Les bébés lions arrachés très jeunes à leur mère servent d’attraction touristique dans les fermes d’élevage sud-africaines avant d’être abattus à l’âge adulte pour l’exportation d’os. ©Blood Lions
Les bébés lions arrachés très jeunes à leur mère servent d’attraction touristique dans les fermes d’élevage sud-africaines avant d’être abattus à l’âge adulte pour l’exportation d’os. ©Blood Lions

Thierry Jacolet

Publié le 20.08.2019

Temps de lecture estimé : 9 minutes

Afrique du Sud » Il a de la gueule, le Roi Lion, en version pixellisée. Crinière au vent, il trône en mâle respecté sur une savane vierge de toute activité humaine.
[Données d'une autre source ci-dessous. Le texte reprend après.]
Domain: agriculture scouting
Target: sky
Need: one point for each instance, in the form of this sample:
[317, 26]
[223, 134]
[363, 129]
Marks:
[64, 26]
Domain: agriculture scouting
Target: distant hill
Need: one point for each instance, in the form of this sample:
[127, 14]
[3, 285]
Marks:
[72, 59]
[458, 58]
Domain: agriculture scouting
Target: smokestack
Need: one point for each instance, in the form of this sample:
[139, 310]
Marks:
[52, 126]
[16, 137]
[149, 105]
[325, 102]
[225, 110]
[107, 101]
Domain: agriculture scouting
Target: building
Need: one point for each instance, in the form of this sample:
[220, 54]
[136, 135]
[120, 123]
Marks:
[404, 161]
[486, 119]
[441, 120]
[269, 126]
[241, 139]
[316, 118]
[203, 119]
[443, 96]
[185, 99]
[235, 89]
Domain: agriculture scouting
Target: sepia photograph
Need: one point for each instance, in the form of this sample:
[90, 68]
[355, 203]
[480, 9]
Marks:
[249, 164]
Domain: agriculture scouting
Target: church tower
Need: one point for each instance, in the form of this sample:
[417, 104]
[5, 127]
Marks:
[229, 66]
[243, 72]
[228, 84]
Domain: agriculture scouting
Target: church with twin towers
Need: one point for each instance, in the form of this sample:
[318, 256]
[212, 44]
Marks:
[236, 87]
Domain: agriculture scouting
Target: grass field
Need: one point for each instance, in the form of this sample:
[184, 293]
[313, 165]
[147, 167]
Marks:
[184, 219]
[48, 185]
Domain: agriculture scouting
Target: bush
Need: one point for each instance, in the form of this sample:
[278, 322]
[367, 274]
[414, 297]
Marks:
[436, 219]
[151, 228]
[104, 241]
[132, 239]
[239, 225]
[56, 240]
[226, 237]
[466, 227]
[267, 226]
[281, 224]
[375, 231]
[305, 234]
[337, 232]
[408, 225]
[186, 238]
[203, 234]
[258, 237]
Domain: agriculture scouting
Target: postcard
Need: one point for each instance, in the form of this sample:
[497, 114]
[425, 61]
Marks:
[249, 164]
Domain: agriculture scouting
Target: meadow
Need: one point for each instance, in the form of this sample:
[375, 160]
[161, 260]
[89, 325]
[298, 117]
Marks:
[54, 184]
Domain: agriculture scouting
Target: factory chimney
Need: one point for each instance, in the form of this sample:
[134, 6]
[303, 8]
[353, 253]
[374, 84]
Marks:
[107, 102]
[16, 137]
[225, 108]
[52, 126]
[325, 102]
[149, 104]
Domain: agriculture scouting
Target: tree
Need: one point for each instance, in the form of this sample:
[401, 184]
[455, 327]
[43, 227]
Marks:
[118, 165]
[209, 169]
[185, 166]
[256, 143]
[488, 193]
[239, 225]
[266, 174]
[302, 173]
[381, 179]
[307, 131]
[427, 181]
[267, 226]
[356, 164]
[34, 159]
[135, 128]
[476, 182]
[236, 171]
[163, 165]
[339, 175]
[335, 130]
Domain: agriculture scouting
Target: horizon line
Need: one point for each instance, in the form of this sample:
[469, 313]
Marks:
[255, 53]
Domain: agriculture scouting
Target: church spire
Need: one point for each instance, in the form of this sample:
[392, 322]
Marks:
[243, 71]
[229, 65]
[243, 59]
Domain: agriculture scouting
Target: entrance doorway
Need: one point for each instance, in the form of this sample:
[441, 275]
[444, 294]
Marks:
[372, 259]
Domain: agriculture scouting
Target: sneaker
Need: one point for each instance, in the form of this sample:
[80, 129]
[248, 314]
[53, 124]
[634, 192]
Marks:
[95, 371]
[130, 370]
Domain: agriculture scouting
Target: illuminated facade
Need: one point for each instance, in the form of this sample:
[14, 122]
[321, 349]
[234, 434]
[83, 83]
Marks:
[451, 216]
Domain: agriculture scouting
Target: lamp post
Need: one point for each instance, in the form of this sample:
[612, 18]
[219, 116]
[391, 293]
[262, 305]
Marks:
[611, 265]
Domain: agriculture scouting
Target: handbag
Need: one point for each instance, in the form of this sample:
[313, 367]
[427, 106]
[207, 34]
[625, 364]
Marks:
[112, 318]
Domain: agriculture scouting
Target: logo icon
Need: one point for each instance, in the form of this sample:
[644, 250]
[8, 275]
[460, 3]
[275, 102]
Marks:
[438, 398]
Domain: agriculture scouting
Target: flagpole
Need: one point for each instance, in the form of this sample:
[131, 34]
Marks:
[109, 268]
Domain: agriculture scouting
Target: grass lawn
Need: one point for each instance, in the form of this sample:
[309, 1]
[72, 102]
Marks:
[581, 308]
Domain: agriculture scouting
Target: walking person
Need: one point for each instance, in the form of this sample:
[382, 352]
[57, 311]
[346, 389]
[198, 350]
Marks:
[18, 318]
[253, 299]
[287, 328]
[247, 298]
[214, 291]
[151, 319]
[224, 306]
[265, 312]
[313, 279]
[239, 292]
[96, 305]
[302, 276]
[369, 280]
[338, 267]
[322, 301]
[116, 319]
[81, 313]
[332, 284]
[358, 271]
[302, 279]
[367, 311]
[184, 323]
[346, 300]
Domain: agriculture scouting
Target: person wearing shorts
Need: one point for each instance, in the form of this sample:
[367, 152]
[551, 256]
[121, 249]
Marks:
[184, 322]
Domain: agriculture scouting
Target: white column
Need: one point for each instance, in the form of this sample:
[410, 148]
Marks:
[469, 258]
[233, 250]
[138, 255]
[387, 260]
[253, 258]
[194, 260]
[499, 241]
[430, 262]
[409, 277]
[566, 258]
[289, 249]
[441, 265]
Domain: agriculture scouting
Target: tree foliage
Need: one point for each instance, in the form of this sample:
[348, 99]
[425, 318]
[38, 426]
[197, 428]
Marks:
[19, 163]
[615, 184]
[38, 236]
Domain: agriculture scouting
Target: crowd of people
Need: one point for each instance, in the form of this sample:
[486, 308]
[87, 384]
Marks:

Comme si rien ne s’était passé depuis le premier volet en 1994. Comme si la magie du cinéma pouvait encore masquer la réalité: vingt-cinq ans après, la moitié des lions sauvages d’Afrique a été décimée.

Sur les 20’000 individus subsistant dans la nature, quelque 2500 à 3000 sont localisés en Afrique du Sud. Bien moins que les spécimens parqués dans plus de 200 fermes d’élevage privé. Entre 8000 et 11’000 vivent derrière des grillages dans des conditions terribles, en attendant d’être réduits à un tas d’os en partance vers l’Asie.

Organismes indépendants, scientifiques, ONG de tout poil dénoncent depuis des années ce commerce nébuleux très lucratif. Elles attendent des mesures de la part de la Conférence des parties de la Convention sur le commerce international des espèces de faune et de flore sauvages menacées d’extinction (CITES) ou COP18 qui se déroule à Genève jusqu’au 28 août.

1. Comment fonctionne l’industrie du lion?

La chasse pour un duo mâle-femelle? 22’000 francs. Un crâne d’adulte? 1000 francs. Un kilo d’os? Au moins 150 francs. L’Afrique du Sud a fait du lion un produit commercial recyclable de la tête aux pieds. Il est le seul pays du monde à vendre légalement depuis 2016 des parties du corps de lions d’élevage, avec la bénédiction de la CITES. Mais c’est depuis les années 2000 que cette industrie du lion brasse des millions de dollars sur le dos des fauves en captivité.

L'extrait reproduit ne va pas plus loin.